甘いささやきは社長室で



「安定ばっかり重視した生活のなにがいいんだか……私は真面目だけが取り柄な人より、冒険心のあるイケメン社長のほうがいいと思うけどねぇ。例えば、うちの社長みたいな」



ほのかがそう言って手に取るのは、デスクの上に置かれていた、とあるビジネス経済誌。

その雑誌の後ろのほうのページを開くと、そこに載っている人物を私に見せた。



「『今食品流通業界で一番注目されている若社長、セントラル・フーズ代表の桐生祐輔社長……』って、あれ、もしかしてこれ」

「そ。うちの社長。すごいよねぇ、こうして見るとまるで芸能人みたい」



ほれぼれとほのかが見つめるページに掲載されているのは、『注目の若社長!』というコーナーでインタビューに答えているうちの会社の社長。

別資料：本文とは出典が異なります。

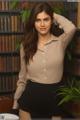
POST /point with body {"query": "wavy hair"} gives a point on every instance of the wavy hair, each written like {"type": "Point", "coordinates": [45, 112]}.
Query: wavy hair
{"type": "Point", "coordinates": [30, 41]}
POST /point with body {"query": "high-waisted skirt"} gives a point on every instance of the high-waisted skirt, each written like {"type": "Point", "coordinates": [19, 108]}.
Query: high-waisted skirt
{"type": "Point", "coordinates": [41, 100]}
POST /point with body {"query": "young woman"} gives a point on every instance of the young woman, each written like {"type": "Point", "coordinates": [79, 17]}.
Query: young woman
{"type": "Point", "coordinates": [42, 56]}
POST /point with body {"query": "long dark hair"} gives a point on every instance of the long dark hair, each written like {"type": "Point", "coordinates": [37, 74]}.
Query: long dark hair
{"type": "Point", "coordinates": [30, 41]}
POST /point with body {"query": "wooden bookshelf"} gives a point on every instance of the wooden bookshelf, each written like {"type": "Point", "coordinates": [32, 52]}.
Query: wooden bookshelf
{"type": "Point", "coordinates": [10, 33]}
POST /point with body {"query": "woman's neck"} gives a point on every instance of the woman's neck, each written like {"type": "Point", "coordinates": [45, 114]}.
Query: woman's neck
{"type": "Point", "coordinates": [44, 38]}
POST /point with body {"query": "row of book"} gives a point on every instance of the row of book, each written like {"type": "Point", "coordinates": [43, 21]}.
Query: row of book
{"type": "Point", "coordinates": [6, 4]}
{"type": "Point", "coordinates": [9, 43]}
{"type": "Point", "coordinates": [10, 23]}
{"type": "Point", "coordinates": [8, 83]}
{"type": "Point", "coordinates": [9, 64]}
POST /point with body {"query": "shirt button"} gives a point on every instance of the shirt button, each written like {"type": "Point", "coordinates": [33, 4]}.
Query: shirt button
{"type": "Point", "coordinates": [44, 61]}
{"type": "Point", "coordinates": [44, 69]}
{"type": "Point", "coordinates": [45, 78]}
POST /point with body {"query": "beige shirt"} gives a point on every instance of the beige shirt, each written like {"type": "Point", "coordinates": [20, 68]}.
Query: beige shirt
{"type": "Point", "coordinates": [47, 64]}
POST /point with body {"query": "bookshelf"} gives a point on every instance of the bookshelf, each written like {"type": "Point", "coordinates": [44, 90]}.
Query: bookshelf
{"type": "Point", "coordinates": [10, 33]}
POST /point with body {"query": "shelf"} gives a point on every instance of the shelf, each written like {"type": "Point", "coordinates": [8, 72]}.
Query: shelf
{"type": "Point", "coordinates": [10, 12]}
{"type": "Point", "coordinates": [8, 73]}
{"type": "Point", "coordinates": [9, 53]}
{"type": "Point", "coordinates": [11, 33]}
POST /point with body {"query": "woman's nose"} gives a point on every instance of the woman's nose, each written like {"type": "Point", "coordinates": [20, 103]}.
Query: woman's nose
{"type": "Point", "coordinates": [42, 23]}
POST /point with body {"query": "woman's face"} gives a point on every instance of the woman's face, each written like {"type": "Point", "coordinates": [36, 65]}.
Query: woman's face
{"type": "Point", "coordinates": [43, 23]}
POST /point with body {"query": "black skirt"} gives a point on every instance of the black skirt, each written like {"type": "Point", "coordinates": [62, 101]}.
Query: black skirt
{"type": "Point", "coordinates": [41, 100]}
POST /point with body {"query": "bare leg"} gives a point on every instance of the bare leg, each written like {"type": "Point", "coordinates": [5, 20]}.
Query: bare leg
{"type": "Point", "coordinates": [24, 115]}
{"type": "Point", "coordinates": [56, 118]}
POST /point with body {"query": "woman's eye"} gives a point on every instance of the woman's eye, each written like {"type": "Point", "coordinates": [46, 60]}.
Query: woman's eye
{"type": "Point", "coordinates": [37, 20]}
{"type": "Point", "coordinates": [47, 19]}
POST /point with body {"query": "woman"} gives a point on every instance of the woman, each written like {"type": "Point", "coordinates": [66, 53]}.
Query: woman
{"type": "Point", "coordinates": [42, 55]}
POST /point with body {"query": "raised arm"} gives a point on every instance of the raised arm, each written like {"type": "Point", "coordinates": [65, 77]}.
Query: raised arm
{"type": "Point", "coordinates": [21, 83]}
{"type": "Point", "coordinates": [68, 27]}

少し長めの茶色い髪を左でわけ、通った鼻筋と二重の目が印象的な綺麗な顔立ちの彼は、イスに座って写真に写っている。

それだけにもかかわらず、確かにモデルのような雰囲気を漂わせている。



「桐生祐輔、ねぇ……確か、親がうちの親会社の社長なんだっけ」

「そうそう。でもただの七光りじゃないのよ?自分の親の経営方法から自分なりの経営方法に一新して、以来業績もぐんぐん伸ばしてるんだから」

「へぇ……」



興味があるようなないような反応をする私に、ほのかは「またそんなつまらない反応!」と口を尖らせる。



親も社長で本人も社長、ぞくにいう御曹司ってやつだ。

ほのかはこういう人との結婚を夢見ているんだろうけど……私にとっては対象外。ましてやお金があってイケメンなんて嘘くさい。



そんな気持ちで、見せられた雑誌をパタンと閉じた。